The most eye-catching countries on the 2021 list are Botswana (ranked 5th with purchases of wheeled armored vehicles for 63 million) and Saudi Arabia (ranked 6th with 51 million for spare parts and ammunition for anti-aircraft systems). According to the State Secretariat for Economic Affairs (Seco), Botswana is an “island of stability” in southern Africa, which is why the exports have been approved. According to Seco, Switzerland has not approved war goods exports to Saudi Arabia for a long time, which has been criticized mainly because of the war in Yemen – with the exception of spare parts and ammunition for goods delivered earlier.

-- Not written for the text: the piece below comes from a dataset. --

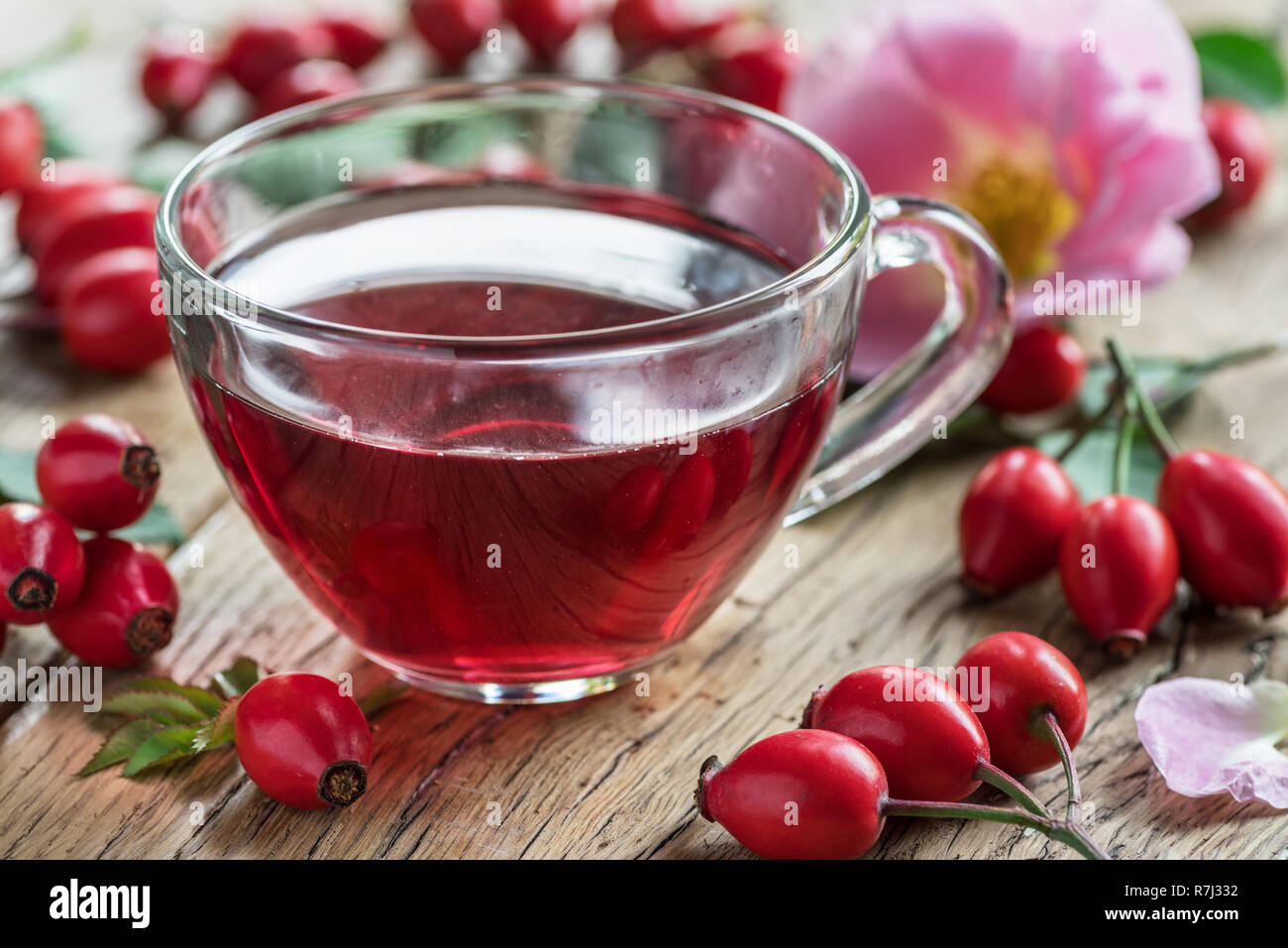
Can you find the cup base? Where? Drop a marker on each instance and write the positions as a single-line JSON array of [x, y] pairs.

Swiss war material in Russia

Russia and Ukraine do not appear on the 2021 list of countries. According to the federal government’s annual publications, between 2009 and 2014 Swiss companies delivered armaments worth a total of 2.5 million Swiss francs to Russia and 1.8 million to Ukraine. These exports primarily related to goods from the category of handguns and handguns and related ammunition. In 2014 Russia annexed Crimea. Unlike now, Switzerland did not accept the EU sanctions against Russia. It limited itself to the decision to prevent circumvention transactions via Switzerland, but it no longer issued any licenses for the export of war material to the conflicting parties (Russia and Ukraine).

In 2015, an export license for camouflage material for Russia worth CHF 90 million caused a stir in parliament critical query in parliament. At the time, the Federal Council justified the approval by saying that the relevant transaction had already been contractually agreed before the federal decree against circumvention transactions.

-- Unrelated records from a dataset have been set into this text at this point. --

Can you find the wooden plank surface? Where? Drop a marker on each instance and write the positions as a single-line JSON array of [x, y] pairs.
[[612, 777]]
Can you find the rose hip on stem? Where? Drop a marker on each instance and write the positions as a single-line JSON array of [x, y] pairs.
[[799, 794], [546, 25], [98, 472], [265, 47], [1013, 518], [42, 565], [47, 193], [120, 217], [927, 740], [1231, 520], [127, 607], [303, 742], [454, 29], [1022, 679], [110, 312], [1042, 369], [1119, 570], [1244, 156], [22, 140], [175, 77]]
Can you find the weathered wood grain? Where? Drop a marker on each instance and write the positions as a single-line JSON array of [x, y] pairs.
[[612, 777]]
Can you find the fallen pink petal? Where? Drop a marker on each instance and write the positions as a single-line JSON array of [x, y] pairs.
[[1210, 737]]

According to Seco, Switzerland recently received an inquiry from a country neighboring Ukraine as to whether it could pass on armaments that it had previously bought to Ukraine. The federal government rejected this request: The principle applies here too that they do not want to supply Swiss armaments to the parties to the conflict.

humble meaning

According to data of the known Stockholm Institute for Peace Research Switzerland was ranked 16th and 15th in the list of the largest arms exporters in 2020 and 2021. This roughly corresponded to the general international importance of Switzerland as an exporter of goods (ranked 18th in 2020). According to federal figures, Swiss war material exports only accounted for 0.2 percent of total Swiss goods exports last year.

That gives an indication of the overall economic importance of the armaments industry in Switzerland. The one mentioned at the beginning showed more details study by the Basel research institute BAK on behalf of the federal government. This analysis confirmed what was already known in principle: the overall economic weight of the armaments industry in Switzerland is modest. According to the BAK paper, in 2019, i.e. in the year before the outbreak of the corona pandemic, Swiss gross value added with armaments, not including suppliers, was almost CHF 860 million. Around 5,000 jobs were directly related to this.

The term gross value added can be interpreted as follows: This sum was available for wages, profits and depreciation. The total made up only 1.2 per thousand of the Swiss economy as a whole. Including the production of civilian goods, the added value of the Swiss armaments industry amounted to almost 1.6 billion francs and thus still a modest 2.2 per thousand of the economy as a whole. For comparison, the hospitality industry was five times as important in 2019 (1.1 percent share of the economy), and the pharmaceutical sector was almost 25 times as important. Even when the suppliers are taken into account, the economic importance of the armaments industry remains modest; in a comparison, the suppliers would then have to be included in the other sectors anyway.

All this does not mean that the Swiss armaments industry could confidently be “sacrificed”; even relatively small sectors have their right to exist. The figures are simply to be seen as an indication of the weighting of economic aspects in the overall political assessment of dealing with the Swiss armaments sector.